Who is Laphonza Butler, California Gov. Gavin Newsom's choice to replace Feinstein in the Senate?

California Gov. Gavin Newsom announced Sunday that he is appointing Laphonza Butler to the U.S. Senate to replace Sen. Dianne Feinstein, who died last week at the age of 90.

Butler posted on X, formerly Twitter, on Monday that she is "honored" to accept Newsom's appointment, and she said "I am ready to serve." Butler is currently the president of EMILYs List, a Democratic group dedicated to electing women who support abortion rights.

Vice President Kamala Harris plans to swear Butler in on Tuesday. 

In appointing Butler, Newsom is keeping a 2021 promise to appoint a Black woman to the role. Feinstein's seat is up for reelection in 2024, and three prominent House Democrats — Reps. Katie Porter, Adam Schiff and Barbara Lee — have already announced they are running. 

Butler will also serve as the crucial 51st vote for Senate Democrats, who have a slim majority in the upper chamber and are defending several seats in red states in 2024.

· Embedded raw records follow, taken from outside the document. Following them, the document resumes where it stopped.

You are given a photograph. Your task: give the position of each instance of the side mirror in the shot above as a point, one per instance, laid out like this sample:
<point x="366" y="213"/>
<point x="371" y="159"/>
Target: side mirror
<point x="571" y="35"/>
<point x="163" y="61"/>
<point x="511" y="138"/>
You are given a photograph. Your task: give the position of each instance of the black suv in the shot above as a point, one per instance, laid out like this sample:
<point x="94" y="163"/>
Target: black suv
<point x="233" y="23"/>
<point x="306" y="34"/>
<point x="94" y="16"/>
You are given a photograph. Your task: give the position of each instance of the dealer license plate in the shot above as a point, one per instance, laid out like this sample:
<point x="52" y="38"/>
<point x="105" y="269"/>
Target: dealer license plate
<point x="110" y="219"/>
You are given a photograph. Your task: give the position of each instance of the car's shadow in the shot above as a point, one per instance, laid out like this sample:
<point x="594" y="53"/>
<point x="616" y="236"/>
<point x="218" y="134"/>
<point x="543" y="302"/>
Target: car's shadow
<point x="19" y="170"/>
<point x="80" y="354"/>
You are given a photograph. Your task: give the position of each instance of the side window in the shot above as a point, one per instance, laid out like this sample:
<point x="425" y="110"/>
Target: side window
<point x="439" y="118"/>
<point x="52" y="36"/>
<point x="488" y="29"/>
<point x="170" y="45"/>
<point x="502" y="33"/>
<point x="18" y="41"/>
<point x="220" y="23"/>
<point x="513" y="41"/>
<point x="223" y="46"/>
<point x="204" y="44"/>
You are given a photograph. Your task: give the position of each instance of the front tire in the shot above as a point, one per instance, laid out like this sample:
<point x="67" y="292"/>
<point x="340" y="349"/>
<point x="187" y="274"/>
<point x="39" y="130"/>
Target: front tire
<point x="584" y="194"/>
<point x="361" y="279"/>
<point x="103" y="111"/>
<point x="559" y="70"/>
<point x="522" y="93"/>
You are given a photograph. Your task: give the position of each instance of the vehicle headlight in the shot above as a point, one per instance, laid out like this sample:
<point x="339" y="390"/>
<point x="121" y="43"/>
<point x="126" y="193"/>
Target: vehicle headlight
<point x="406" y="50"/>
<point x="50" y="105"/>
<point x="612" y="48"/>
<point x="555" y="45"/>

Laphonza Butler speaks onstage at an EMILYs List event on March 7, 2023, in Beverly Hills, California. Gilbert Flores/Variety via Getty Images

Butler will only be the third Black woman to serve in the Senate. Carol Moseley Braun of Illinois was the first, serving from 1993 to 1999. Harris was the second, from 2017 until becoming vice president in 2021. Butler was as a senior adviser on Harris' 2020 presidential campaign.

She is the second openly lesbian woman in the Senate, and the first Black lesbian woman in the Senate. She and her wife, Neneki, have a daughter named Nylah. Although Maryland voting records seen by CBS News show a Laphonza Butler of Silver Spring registered to vote in that state, Newsom's office said Monday that Butler will re-register in California, where she owns a home, when she is sworn in. 

What is Laphonza Butler's professional background?

According to her biography from EMILYs List, Butler grew up in Magnolia, Mississippi, and attended Jackson State University, a historically black university. 

In an interview with Elle in 2021, Butler said that her family wasn't the kind "that talked about elections or politics at the dinner table, but we were the family that talked about what it meant to be in service to others. What do we do to help somebody?"

In that same interview, she said that while she was working with the SEIU labor union, she was able to "connect it with the jobs my mom had."

"There have been parallels in my career and what I knew my mom experienced as a worker herself," Butler said. "I always felt like the work I've done has been my opportunity to continue my mom's journey and to make those jobs better for the children of those workers."

At the age of 30, Butler was elected the president of the biggest union in California, and the nation's largest homecare workers union, SEIU Local 2015. She also served as SEIU International's vice president and president of the SEIU California State Council.

Butler's biography says she spent 20 years in the labor movement, including working on the campaign to raise the minimum hourly wage to $15 in California, the first state in the country to do so. 

Butler was an adviser to Hillary Clinton's 2016 presidential campaign. 

In 2018, Butler and political consultants Ace Smith, Sean Clegg and Juan Rodriguez formed the political consulting firm SCRB Strategies. Rodriguez ran Harris' primary 2020 campaign, with Butler as senior adviser. 

After Harris left the race, Butler served as director of public policy and campaigns in North America for Airbnb.

What did Butler do with EMILYs List? 

Laphonza Butler attends an EMILYs List event on March 22, 2022 in Los Angeles. Araya Doheny/Getty Images for EMILYs List

Until being appointed to the Senate, Butler served as the president of EMILYs List, the group that supports women in office who support abortion rights. She was the first woman of color to hold that position. 

EMILYs List is fundraising juggernaut for Democrats, having raised nearly $68 million in the 2022 election cycle, according to OpenSecrets.

Butler told the news organization Capital B News in an interview in Feb. 2022 that after the 2016 election, "more than 60,000 women reached out to us from all over the country and wanted to offer themselves for public service."

"From a tactical point, we have created online communities for them to connect with each other, we have offered online training and made it accessible no matter what community that person is reaching out to us from, we have made sure that we are working to expand the state and local work of EMILYs List," she said.

EMILYs List issued a statement on Monday praising Butler as a "groundbreaking leader."

According to the statement from Newsom's office, Butler will step down from her role at EMILYs List when she joins the Senate.